Desperation is a specter that lurks in the slums of Poipet and haunts the poor who live there. The population of this once small border town has swelled exponentially because of the influx of poor families hoping to find work. These newcomers cannot afford land and therefore live in squatter communities out of sight of the main roads. Using found items and materials that they have been able to purchase, they have constructed their tiny hovels on stilts to keep them above rising flood waters during the rainy season. Every day, thousands of these poor individuals cross the border into Thailand to work as day-laborers, leaving behind their children. This morning I watched the masses leave Poipet on their exodus to Thailand like tide waters returning to the sea. And this evening I watched them walk back across the border, some as if on a death march.
Many of these workers suffer all kinds of abuses in their efforts to support their families. Today I saw two Thai government trucks transport dozens of these poor Cambodians back to Poipet. My friend Steve Hyde explained that unscrupulous employers will hire dozens of these Cambodian squatters to work at construction sites or other enterprises and then anonymously call the immigration police before they have to pay them. The authorities haul them back across the border and then these heartless employers repeat the process, essentially getting free laborers. As if that were not enough to contend with, the children that these workers leave behind have no opportunities to go to school. They wander the muddy streets of their slum neighborhoods and are easy prey to those who traffic in humans. Places like Poipet are a showcase of injustice.

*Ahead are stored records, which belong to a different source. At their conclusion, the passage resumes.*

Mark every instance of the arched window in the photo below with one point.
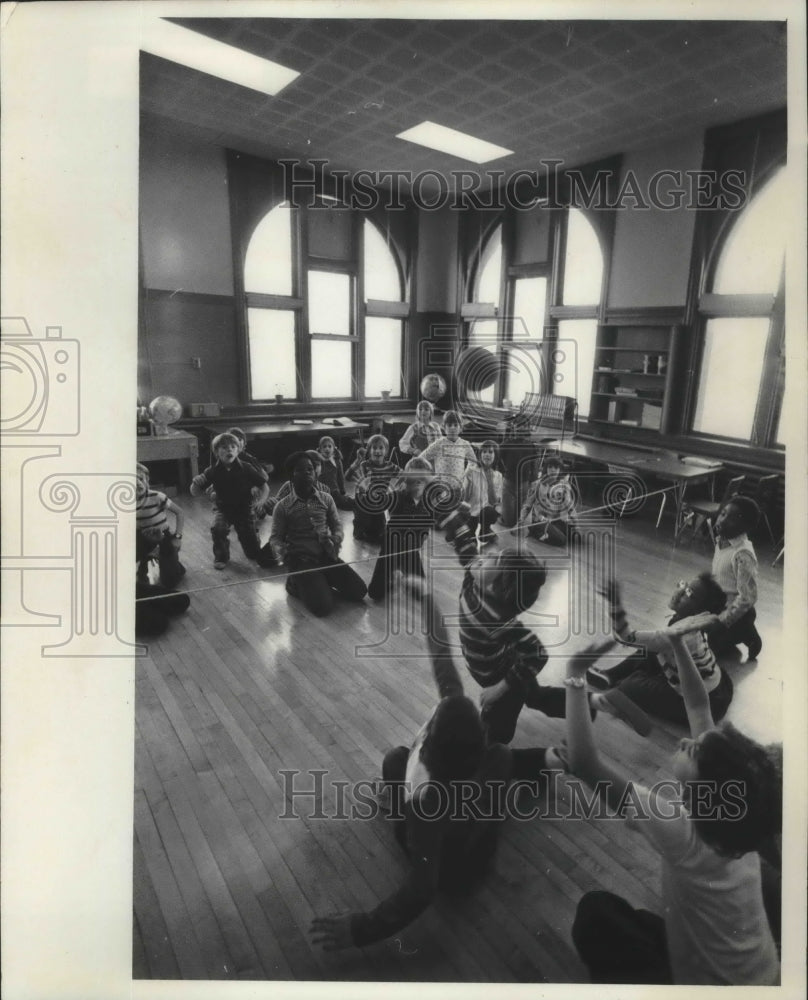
(385, 310)
(581, 288)
(306, 338)
(742, 359)
(546, 333)
(271, 308)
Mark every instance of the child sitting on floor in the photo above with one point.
(423, 432)
(502, 654)
(550, 502)
(448, 785)
(707, 830)
(409, 521)
(307, 535)
(649, 677)
(237, 488)
(450, 455)
(152, 534)
(248, 459)
(316, 460)
(735, 568)
(332, 473)
(375, 471)
(482, 491)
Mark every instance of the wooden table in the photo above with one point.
(663, 465)
(177, 445)
(279, 430)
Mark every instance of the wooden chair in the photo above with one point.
(701, 513)
(765, 496)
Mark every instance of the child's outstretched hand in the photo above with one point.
(332, 932)
(695, 623)
(580, 662)
(609, 589)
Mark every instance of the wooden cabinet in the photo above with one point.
(637, 369)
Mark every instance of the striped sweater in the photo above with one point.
(495, 648)
(656, 642)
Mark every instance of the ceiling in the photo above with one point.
(575, 91)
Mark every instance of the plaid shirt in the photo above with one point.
(494, 649)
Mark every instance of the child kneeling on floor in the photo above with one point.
(237, 487)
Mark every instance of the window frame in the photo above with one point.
(303, 262)
(551, 269)
(771, 306)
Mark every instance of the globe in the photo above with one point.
(164, 410)
(476, 369)
(433, 387)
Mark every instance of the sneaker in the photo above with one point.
(615, 703)
(598, 678)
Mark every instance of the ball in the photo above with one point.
(433, 387)
(476, 369)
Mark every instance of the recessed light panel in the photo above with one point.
(449, 140)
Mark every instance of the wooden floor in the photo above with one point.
(248, 684)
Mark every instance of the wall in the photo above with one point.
(436, 266)
(652, 248)
(184, 216)
(187, 310)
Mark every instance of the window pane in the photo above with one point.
(268, 264)
(382, 356)
(583, 263)
(488, 276)
(574, 361)
(272, 353)
(331, 369)
(752, 256)
(381, 273)
(730, 376)
(483, 333)
(524, 366)
(329, 303)
(529, 299)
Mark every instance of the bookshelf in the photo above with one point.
(636, 368)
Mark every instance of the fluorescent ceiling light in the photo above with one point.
(449, 140)
(180, 45)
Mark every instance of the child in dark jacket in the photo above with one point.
(649, 677)
(248, 459)
(153, 539)
(237, 488)
(375, 471)
(409, 521)
(332, 473)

The injustices that people in places like Poipet suffer are driven by world views that have little or no regard for the sanctity of human life. The poor who live here have a tough time trying to claw their way out of the hole they are in because the walls have been greased by the greed of those who care only about their own welfare and do not believe in paying fair wages for an honest days work. And so, the poor in Poipet live lives of quiet desperation. Life here is hard, but it’s the only life they know. And because they are resilient, they have learned to survive from day-to-day. Some have set up their own little businesses in the slums and have managed to hire others — as in the case of a woman we met today who has several sewing machines and hires women to sew an assortment of fanny-packs and messenger bags to sell in the markets. Others make a living by selling meats and vegetables and other goods to those who live in the slums.
My friend Steve is investing his life here to make a difference, especially in the lives of children. Beyond his Imparting Smiles orphanage, Steve is working with the poor to give them a hand-up and to help them find ways to support their families. And, for those children whose parents cross the border in search of work and never return, Steve is always on the look-out to rescue those kids and give them a home. Our missions ministry is also working with Steve on other enterprises to protect children and to give hope to those who live desperate lives in the slums of Poipet. What Steve is doing here may seem like just a small drop in the ocean but, as Mother Teresa once said, “the ocean would be less because of that missing drop.” It’s easy for us to look at great need and do nothing, especially when what we do appears so small. But if each of us will do one small thing, then all of those drops put together can become an ocean of blessing and turn the tide for those who live lives of quiet desperation. I am determined to add my drop to the ocean.